Standing there, freshly graduated, I did what many twenty-somethings do when handed a microphone and a moment that feels larger than themselves: I reached for philosophy. Specifically, Plato. I told my classmates that after four years of college, after all the lectures, exams, papers, and late nights, the greatest realization I had come to was this: all I knew was that I didn’t know.

It wasn’t an apology. It wasn’t self-doubt. And it certainly wasn’t an admission of defeat.

It was a battle cry.

At the time, I meant it as an invitation—to curiosity, to humility, to adventure. We were stepping into the world not as finished products, but as works in progress. Knowing that we didn’t know meant we were free. Free to ask better questions. Free to explore without the burden of certainty. Free to grow without pretending we had already arrived.

There was something exhilarating about that idea. The notion that life wasn’t about reaching a final answer, but about staying awake, staying curious, and staying open.

What I didn’t fully understand then was how enduring that truth would be.

Twenty-seven years later, after careers, relationships, successes, failures, hard-earned lessons, and moments that reshaped who I thought I was, the only thing I still know for certain is this: I don’t know.

And somehow, that feels even more true now than it did back then.
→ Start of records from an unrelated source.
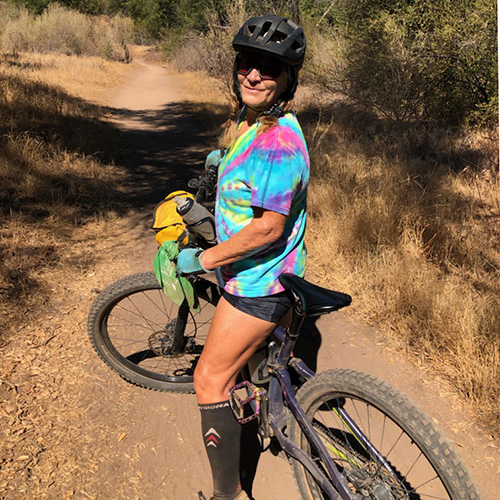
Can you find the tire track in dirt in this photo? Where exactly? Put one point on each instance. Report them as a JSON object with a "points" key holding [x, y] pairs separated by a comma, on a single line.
{"points": [[156, 450]]}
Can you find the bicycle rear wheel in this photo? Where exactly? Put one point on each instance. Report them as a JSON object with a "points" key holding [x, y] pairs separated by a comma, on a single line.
{"points": [[420, 463], [131, 325]]}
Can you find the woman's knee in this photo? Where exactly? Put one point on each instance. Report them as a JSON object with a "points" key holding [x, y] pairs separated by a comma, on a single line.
{"points": [[205, 383]]}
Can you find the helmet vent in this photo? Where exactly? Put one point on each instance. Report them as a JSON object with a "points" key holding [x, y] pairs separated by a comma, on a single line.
{"points": [[265, 29]]}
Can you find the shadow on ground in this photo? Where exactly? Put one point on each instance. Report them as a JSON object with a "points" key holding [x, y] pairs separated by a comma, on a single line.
{"points": [[161, 150]]}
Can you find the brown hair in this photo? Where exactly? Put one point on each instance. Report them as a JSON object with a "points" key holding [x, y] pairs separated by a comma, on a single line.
{"points": [[230, 126]]}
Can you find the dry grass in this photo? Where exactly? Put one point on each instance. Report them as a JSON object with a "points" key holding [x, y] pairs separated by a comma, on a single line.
{"points": [[56, 170], [408, 222], [62, 30], [59, 208]]}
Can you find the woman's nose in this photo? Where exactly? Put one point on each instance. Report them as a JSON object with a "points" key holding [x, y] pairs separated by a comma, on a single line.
{"points": [[254, 75]]}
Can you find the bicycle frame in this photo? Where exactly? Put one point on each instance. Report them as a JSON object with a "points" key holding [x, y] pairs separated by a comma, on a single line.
{"points": [[280, 390], [275, 417]]}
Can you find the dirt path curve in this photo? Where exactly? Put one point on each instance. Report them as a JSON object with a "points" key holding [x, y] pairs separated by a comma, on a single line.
{"points": [[155, 451]]}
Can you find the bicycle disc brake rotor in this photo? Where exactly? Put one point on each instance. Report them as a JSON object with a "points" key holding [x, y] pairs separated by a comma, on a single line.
{"points": [[161, 342]]}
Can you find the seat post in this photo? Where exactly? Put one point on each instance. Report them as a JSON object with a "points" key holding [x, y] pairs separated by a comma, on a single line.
{"points": [[296, 323]]}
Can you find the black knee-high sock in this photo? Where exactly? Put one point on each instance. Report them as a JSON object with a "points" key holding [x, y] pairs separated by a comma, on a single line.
{"points": [[222, 437]]}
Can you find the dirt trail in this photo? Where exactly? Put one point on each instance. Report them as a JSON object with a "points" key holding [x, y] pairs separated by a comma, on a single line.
{"points": [[155, 451]]}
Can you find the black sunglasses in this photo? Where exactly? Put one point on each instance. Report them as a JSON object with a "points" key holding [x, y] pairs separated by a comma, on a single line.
{"points": [[269, 67]]}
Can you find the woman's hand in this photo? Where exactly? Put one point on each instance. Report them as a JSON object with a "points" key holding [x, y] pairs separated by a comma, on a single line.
{"points": [[189, 262]]}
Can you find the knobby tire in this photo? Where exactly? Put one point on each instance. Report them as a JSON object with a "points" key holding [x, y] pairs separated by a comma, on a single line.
{"points": [[131, 325], [423, 464]]}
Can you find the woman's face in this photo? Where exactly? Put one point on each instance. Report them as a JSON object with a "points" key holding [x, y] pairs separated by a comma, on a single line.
{"points": [[258, 92]]}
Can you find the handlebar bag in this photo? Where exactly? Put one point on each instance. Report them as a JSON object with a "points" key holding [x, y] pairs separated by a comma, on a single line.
{"points": [[167, 223]]}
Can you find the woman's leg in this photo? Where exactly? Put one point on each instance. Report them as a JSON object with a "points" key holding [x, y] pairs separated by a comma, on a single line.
{"points": [[232, 339]]}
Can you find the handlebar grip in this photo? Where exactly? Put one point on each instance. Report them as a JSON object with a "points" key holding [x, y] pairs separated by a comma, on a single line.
{"points": [[200, 194]]}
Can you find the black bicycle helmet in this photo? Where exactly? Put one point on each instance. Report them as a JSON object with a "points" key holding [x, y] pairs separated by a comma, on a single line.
{"points": [[277, 36], [272, 35]]}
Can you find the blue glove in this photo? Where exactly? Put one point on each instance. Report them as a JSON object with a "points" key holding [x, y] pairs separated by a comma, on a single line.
{"points": [[188, 262], [214, 158]]}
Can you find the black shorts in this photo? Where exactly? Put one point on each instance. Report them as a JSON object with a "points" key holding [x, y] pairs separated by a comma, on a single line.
{"points": [[271, 308]]}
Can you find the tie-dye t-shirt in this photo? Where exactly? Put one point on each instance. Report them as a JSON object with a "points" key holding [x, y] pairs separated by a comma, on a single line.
{"points": [[269, 171]]}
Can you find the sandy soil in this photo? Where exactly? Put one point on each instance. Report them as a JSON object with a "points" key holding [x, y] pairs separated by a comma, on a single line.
{"points": [[95, 436], [162, 429]]}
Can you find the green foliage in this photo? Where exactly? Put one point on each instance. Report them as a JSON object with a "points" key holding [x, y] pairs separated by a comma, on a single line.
{"points": [[430, 60]]}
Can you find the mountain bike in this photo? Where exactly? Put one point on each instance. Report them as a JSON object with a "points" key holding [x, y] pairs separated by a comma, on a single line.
{"points": [[347, 434]]}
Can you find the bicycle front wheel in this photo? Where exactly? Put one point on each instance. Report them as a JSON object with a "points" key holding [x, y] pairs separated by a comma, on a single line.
{"points": [[404, 455], [131, 325]]}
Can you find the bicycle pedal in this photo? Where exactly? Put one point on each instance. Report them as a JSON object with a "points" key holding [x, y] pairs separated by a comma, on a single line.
{"points": [[246, 400]]}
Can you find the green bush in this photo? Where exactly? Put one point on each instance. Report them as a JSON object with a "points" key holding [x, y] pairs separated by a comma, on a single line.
{"points": [[428, 60]]}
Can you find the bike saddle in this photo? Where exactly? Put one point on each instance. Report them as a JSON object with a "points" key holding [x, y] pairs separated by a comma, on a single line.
{"points": [[312, 300]]}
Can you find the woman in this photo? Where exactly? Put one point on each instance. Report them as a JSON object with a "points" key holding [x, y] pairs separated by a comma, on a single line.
{"points": [[260, 218]]}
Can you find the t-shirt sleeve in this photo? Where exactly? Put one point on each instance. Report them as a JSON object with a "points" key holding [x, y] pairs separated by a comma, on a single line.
{"points": [[275, 169]]}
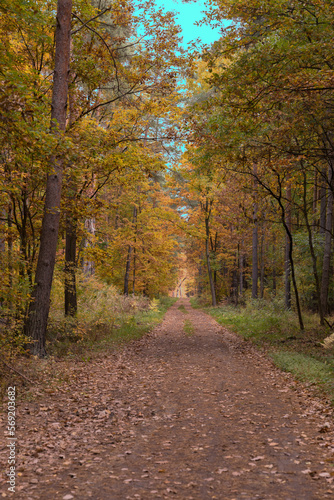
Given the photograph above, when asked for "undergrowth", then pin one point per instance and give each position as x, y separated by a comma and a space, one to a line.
105, 320
272, 327
188, 327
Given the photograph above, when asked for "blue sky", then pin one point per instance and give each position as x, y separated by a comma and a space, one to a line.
188, 14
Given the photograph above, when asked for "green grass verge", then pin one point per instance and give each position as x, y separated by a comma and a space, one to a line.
273, 328
188, 327
183, 309
72, 337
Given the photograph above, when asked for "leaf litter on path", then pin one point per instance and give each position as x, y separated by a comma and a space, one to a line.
171, 415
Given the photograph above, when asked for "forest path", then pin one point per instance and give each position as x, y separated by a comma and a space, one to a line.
175, 415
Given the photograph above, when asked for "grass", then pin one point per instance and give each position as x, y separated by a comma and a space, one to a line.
188, 327
84, 336
183, 309
106, 321
273, 328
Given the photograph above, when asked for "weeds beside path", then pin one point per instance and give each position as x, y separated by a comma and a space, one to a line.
275, 330
173, 415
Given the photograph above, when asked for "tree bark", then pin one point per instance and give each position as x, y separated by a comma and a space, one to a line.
312, 251
207, 254
255, 270
37, 318
71, 305
287, 263
127, 271
323, 181
327, 246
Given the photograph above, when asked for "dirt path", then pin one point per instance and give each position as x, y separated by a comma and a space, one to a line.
175, 415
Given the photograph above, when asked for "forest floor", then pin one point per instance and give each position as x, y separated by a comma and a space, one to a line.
190, 411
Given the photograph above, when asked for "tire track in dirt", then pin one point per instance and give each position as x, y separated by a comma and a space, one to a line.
197, 416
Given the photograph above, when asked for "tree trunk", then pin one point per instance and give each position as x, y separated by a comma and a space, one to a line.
241, 272
323, 182
262, 266
37, 318
71, 306
207, 254
327, 246
287, 268
88, 266
312, 251
255, 270
127, 271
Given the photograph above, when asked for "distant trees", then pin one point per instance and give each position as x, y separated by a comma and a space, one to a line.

With time, you realize how often certainty is mistaken for wisdom. How confidently people declare answers to questions they haven’t lived long enough to understand. How seductive it can be to cling to rigid beliefs simply because they feel safe.

But life has a way of dismantling certainty. It introduces complexity. It reveals contradictions. It humbles you with experiences no theory could have prepared you for. The more you live, the more you see how little fits neatly into boxes.

Knowing you don’t know isn’t weakness. It’s strength. It’s the posture of someone who remains teachable. It’s the mindset that keeps inquiry alive long after formal education ends. It’s what allows growth to continue when others become defensive, cynical, or closed off.

When you know you don’t know, you listen more.
You judge less.
You ask better questions.
You adapt instead of resist.
You evolve instead of harden.

In a world that rewards certainty, hot takes, and absolute opinions, there is quiet courage in saying, “I’m still learning.” In admitting that understanding is provisional, that perspectives change, that wisdom deepens over time.

Looking back, that commencement speech wasn’t really about graduation at all. It was about permission—the permission to remain a student of life. To see each chapter not as a conclusion, but as a beginning. To treat uncertainty not as something to fear, but as the engine of discovery.

The adventure I spoke about that day didn’t end when we walked off that stage. It began there.

What’s striking, looking back, is not how much has changed—but how true that idea has remained. Time didn’t replace it with certainty. Experience didn’t resolve it into clean answers. If anything, life only sharpened the insight.

After all these years, after everything I’ve learned and unlearned, the truth feels even clearer:

The only thing I know… is that I don’t know.

And that isn’t resignation. It’s fuel. It’s what keeps inquiry alive, curiosity intact, and growth possible.